Светлый фон

Более всего Афиногенов был благодарен самому Сталину. Выжидая, не реагируя поспешно на призывы осудить Афиногенова, советский вождь проявил доверие к своему литературному ученику: «Да здравствует Он, к которому теперь несутся все мои мысли, да живет и руководит нами его гений, гений грузинской страстности, русского разума, американского размаха, ленинской революционной принципиальности и Человеческой — человечности!» В сущности, предполагал Афиногенов, советская система обладала «человеческой чуткостью» Сталина — заботой, которую он распространял на любого человека, желающего работать над собой и стать полезным для общества и истории. Помимо Сталина, Афиногенов также чувствовал себя обязанным НКВД: «А еще спасибо, от самой глубины сердца, тем — кто в бешеной работе по корчевке вражеского охвостья, там, на Лубянке, — не поддается на оглушительные вопли газетных кличек, кто ведет свою работу без промаха, не допуская ошибок, но и разя в самое сердце врага». Кроме того, драматург с благодарностью вспоминал друзей и коллег, не покидавших его в самый трудный период его жизни[490].

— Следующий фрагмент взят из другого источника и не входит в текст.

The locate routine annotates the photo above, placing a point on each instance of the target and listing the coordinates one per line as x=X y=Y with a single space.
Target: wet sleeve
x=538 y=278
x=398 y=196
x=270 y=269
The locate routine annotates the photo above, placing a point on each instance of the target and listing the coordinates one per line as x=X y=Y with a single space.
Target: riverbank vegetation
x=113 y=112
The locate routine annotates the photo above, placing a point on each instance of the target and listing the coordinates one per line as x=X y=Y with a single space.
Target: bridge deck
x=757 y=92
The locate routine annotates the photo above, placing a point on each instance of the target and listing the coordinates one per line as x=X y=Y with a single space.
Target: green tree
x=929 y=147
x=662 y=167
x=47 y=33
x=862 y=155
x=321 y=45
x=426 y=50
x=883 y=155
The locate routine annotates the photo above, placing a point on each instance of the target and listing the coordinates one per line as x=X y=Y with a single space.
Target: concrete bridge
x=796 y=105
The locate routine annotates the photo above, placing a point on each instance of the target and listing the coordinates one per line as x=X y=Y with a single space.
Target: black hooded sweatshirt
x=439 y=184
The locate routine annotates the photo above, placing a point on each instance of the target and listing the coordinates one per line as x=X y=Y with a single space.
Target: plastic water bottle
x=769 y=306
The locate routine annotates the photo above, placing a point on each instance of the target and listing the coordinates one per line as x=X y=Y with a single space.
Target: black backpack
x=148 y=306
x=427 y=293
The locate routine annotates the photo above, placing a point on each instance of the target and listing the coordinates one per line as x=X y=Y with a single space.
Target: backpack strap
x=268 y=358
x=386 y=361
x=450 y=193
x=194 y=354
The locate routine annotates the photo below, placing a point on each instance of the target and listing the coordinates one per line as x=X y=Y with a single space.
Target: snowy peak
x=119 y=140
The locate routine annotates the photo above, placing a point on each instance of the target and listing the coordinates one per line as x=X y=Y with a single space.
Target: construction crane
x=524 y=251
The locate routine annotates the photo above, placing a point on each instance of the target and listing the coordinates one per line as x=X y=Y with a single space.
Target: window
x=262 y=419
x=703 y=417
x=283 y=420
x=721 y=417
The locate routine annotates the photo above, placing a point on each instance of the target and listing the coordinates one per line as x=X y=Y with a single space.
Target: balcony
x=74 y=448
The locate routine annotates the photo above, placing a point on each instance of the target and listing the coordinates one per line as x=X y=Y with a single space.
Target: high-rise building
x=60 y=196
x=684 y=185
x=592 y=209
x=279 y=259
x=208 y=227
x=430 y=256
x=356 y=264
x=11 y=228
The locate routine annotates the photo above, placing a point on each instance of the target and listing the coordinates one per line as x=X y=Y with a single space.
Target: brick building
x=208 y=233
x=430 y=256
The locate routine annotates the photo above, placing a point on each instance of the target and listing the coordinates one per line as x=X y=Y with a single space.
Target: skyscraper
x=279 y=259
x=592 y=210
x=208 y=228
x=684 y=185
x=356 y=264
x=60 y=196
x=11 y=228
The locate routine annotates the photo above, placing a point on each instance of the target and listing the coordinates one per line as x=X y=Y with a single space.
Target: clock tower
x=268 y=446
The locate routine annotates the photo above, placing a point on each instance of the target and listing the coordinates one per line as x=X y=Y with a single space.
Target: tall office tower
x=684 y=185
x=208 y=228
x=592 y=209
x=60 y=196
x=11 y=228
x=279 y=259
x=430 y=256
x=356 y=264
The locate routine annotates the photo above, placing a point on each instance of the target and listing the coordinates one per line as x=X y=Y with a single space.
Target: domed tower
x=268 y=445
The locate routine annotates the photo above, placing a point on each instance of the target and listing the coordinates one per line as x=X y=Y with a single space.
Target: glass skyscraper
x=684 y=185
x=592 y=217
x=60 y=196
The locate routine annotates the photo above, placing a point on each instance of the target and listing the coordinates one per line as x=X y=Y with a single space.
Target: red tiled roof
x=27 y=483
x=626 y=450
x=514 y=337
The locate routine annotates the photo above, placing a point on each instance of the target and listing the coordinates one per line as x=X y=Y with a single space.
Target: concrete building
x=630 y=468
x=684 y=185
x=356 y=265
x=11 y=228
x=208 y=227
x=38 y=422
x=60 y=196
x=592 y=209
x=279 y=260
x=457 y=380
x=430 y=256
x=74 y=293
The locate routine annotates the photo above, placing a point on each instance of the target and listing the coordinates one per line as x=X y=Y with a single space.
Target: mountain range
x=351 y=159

Даже после реабилитации Афиногенов поддерживал кампанию чисток, направленную теперь против чрезмерно рьяных оппортунистов, делавших карьеру на осуждении «честных» коммунистов. Он жаждал разоблачения литературных чиновников, которые, на его взгляд, спровоцировали массовые репрессии в отношении писателей. Он выдвигал против этих людей те же обвинения, которые были выдвинуты против него, осуждая их за отсутствие преданности большевистской власти и искажение советской действительности. При чтении нового романа Вениамина Каверина его «заливала волна ярости по отношению к этим бессовестным холодным книгам, написанным равнодушно к жизни, которую они призваны оправдать, но которая самим их авторам — в глубине души (!) — не нравится». Он осуждал роман как «ядовитый, вредный, как ягодинские ртутные пары», действующий «медленным, разлагающим душу опрыскиванием всего, разложением и пустотой». Ему хотелось «дать автору по зубам и потащить в НКВД всех, кто осмелится истратить такое количество бумаги на этот гнусненький роман»[491].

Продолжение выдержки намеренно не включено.